Question 1: Can you tell me the companies that pay the highest franked dividends, and also those that have unused dividends/credits available?.
Answer: According to research by Macquarie, the 10 highest dividend yielding companies (grossed up for franking credits) are:
- Fortescue Metals
- Nick Scali
- BHP
- Super Retail Group
- Jupiter Mines
- Rio Tinto
- Cromwell Property
- Aurizon Holdings
- Navigator Global Investments
- Smartgroup
You do need to be careful with mining companies and look through a couple of years.
In terms of franking credits, they nominated these companies as having the highest available (as a percentage of market cap):
- New Hope
- Southern Cross Media
- Ainsworth
- Sandfire Resources
- Mincor Resources
- Emeco Holdings
- BHP
- Peet
- Mineral Resources
- Autosports
Question 2: Following the acquisition of the Lion Dairy and Drinks Group, Bega Cheese (BGA) is doing an entitlement offer on a 1 for 4.5 basis at $4.60 a share. Should I take them up?
Answer: Yes. I am also a shareholder and taking up my shares. Firstly, the $4.60 entitlement price is quite a healthy discount to the market price ($5.35). Secondly, the acquisition looks logical and I don’t get a sense that they have overpaid, Finally, it seems to be quite a well-run company in an interesting sector.

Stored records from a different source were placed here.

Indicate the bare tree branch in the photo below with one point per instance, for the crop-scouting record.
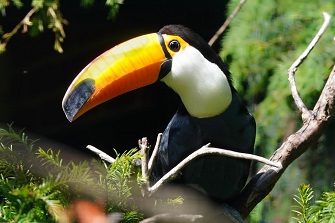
(294, 146)
(206, 150)
(306, 114)
(226, 23)
(154, 153)
(104, 156)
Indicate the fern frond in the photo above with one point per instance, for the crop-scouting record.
(303, 199)
(49, 158)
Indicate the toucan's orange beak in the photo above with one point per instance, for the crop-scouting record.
(128, 66)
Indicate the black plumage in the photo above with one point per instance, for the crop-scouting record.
(221, 178)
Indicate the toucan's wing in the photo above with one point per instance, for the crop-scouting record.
(180, 138)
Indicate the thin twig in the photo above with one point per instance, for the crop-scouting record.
(306, 114)
(101, 154)
(144, 146)
(296, 144)
(226, 23)
(154, 153)
(206, 150)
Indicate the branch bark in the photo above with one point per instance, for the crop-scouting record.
(295, 145)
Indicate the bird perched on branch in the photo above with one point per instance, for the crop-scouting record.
(210, 112)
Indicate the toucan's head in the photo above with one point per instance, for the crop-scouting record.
(174, 55)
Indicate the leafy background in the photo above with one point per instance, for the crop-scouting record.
(260, 45)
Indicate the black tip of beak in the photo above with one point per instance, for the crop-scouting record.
(78, 97)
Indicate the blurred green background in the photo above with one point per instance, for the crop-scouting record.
(262, 42)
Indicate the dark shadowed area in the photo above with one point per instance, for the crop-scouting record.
(34, 77)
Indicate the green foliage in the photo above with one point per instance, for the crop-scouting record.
(319, 211)
(46, 14)
(262, 42)
(36, 185)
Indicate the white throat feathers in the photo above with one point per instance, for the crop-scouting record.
(201, 85)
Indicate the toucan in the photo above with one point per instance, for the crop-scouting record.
(210, 110)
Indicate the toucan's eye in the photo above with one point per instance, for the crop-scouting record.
(174, 45)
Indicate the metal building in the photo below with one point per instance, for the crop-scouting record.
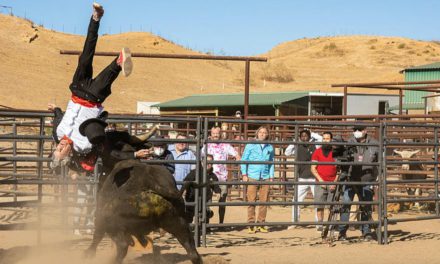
(278, 104)
(414, 100)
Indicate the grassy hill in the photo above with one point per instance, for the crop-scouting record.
(33, 72)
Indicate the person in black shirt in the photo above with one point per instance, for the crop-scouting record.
(190, 195)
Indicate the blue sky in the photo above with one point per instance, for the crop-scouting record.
(240, 27)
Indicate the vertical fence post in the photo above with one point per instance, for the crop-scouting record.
(384, 188)
(437, 211)
(379, 187)
(296, 178)
(197, 200)
(14, 164)
(201, 143)
(40, 177)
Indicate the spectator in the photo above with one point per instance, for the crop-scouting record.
(258, 173)
(323, 173)
(190, 195)
(305, 175)
(181, 152)
(221, 152)
(160, 152)
(364, 173)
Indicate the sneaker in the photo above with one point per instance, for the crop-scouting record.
(124, 60)
(98, 11)
(367, 237)
(342, 237)
(262, 229)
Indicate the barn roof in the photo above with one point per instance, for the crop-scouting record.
(217, 100)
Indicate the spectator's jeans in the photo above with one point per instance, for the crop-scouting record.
(365, 194)
(263, 196)
(302, 193)
(222, 209)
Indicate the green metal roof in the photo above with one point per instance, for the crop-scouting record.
(216, 100)
(431, 66)
(414, 106)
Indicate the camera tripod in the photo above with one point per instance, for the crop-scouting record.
(334, 211)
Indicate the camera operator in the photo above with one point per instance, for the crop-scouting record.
(362, 173)
(323, 173)
(303, 153)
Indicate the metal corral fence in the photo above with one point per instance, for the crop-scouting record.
(33, 196)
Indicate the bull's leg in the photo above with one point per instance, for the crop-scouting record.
(179, 228)
(98, 235)
(122, 242)
(417, 193)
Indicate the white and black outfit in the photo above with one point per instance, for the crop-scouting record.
(88, 94)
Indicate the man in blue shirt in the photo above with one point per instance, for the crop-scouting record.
(181, 152)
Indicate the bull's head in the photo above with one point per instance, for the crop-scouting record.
(406, 154)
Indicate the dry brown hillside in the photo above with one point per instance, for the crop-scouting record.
(33, 72)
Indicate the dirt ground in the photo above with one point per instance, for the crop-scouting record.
(410, 242)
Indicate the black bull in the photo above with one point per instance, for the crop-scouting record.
(136, 199)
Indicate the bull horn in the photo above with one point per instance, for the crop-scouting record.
(398, 152)
(144, 137)
(415, 152)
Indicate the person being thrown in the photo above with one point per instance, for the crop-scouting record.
(88, 94)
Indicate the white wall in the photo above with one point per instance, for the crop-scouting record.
(368, 104)
(145, 108)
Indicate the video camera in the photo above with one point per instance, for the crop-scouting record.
(343, 153)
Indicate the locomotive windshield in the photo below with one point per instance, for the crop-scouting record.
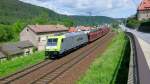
(52, 42)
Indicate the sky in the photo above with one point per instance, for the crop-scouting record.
(110, 8)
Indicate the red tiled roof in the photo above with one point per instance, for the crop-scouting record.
(72, 29)
(47, 28)
(85, 28)
(145, 4)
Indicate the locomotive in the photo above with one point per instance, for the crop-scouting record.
(58, 45)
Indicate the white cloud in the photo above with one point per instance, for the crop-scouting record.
(82, 7)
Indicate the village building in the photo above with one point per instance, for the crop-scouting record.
(38, 34)
(143, 11)
(26, 46)
(2, 56)
(12, 50)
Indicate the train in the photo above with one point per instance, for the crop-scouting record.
(58, 45)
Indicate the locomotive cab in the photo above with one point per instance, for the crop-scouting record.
(53, 46)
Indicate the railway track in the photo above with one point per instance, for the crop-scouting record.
(139, 72)
(47, 71)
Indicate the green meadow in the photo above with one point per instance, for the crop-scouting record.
(11, 66)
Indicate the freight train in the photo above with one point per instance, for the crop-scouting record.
(58, 45)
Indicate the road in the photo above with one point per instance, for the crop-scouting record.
(144, 36)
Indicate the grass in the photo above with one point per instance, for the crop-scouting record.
(104, 70)
(12, 66)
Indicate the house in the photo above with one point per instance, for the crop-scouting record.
(2, 56)
(26, 46)
(12, 50)
(37, 34)
(73, 29)
(143, 11)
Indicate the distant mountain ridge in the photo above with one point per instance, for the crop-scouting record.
(14, 10)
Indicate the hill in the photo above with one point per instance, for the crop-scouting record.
(92, 20)
(15, 15)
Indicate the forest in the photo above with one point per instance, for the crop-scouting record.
(15, 15)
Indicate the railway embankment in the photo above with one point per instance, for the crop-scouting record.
(112, 66)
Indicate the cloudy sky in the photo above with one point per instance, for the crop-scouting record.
(111, 8)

The offer closes on Monday, so don’t delay. There is also a top up facility, where you can subscribe for an additional 50% of your entitlement.
Question 3: Do you think CIMIC (ASX:CIM )is a good value stock that will benefit from the huge amounts of government stimulus? Is it good value at the current price, and with the potential for a growing dividend?
Answer: CIMIC Group (CIM) should certainly be a beneficiary of government stimulus spending on infrastructure and building. Others you could consider include AdiBri, Boral, CSR, James Hardie and Brickworks.
A caution with CIM is that it is 71.9% owned by Hochtief (which is a subsidiary of a Spanish group ACS), so minority shareholders have to “go with the flow” and appreciate that their “interests” will not always be top of mind for the ACS appointed Directors and Management team.
On forecasts, the brokers have a target price of $28.50, about 6.4% upside to today’s price of $26.79. They are forecasting the dividend to rise from a total of 41.4c in CY20 (an effective yield of 1.5%) to 131.3c for CY21 ( a forecast yield of 4.9%).
Question 4: Could Dicker Data (DDR) reach over $15 in the next 12 months. Also, should I hang on for the long term as this stock appears to have a future?.
Answer: Dicker Data (DDR) has certainly done well in 2020 – up by around 50%. Interestingly, no major brokers cover the stock.
For the first nine months of 2020, it reported a net profit of $60.8m, up 28.3% on the same 9 months in FY19, with revenue growing by 14.9%. Assuming it maintains the same momentum in the final quarter, this will give it a net profit of around $75m, or earnings per share of about 46 cents. At a $10.50 share price, this puts it on a current multiple of 22.8 times.
Could it get to $15 in the next 12 months? That would put in on a multiple of 30 times earnings, which for an IT hardware distributor, would be pretty pricey. I would say unlikely. But given its track record of growth, I also would not be in a rush to sell – so hang on for the ride!
Important: This content has been prepared without taking account of the objectives, financial situation or needs of any particular individual. It does not constitute formal advice. Consider the appropriateness of the information in regard to your circumstances.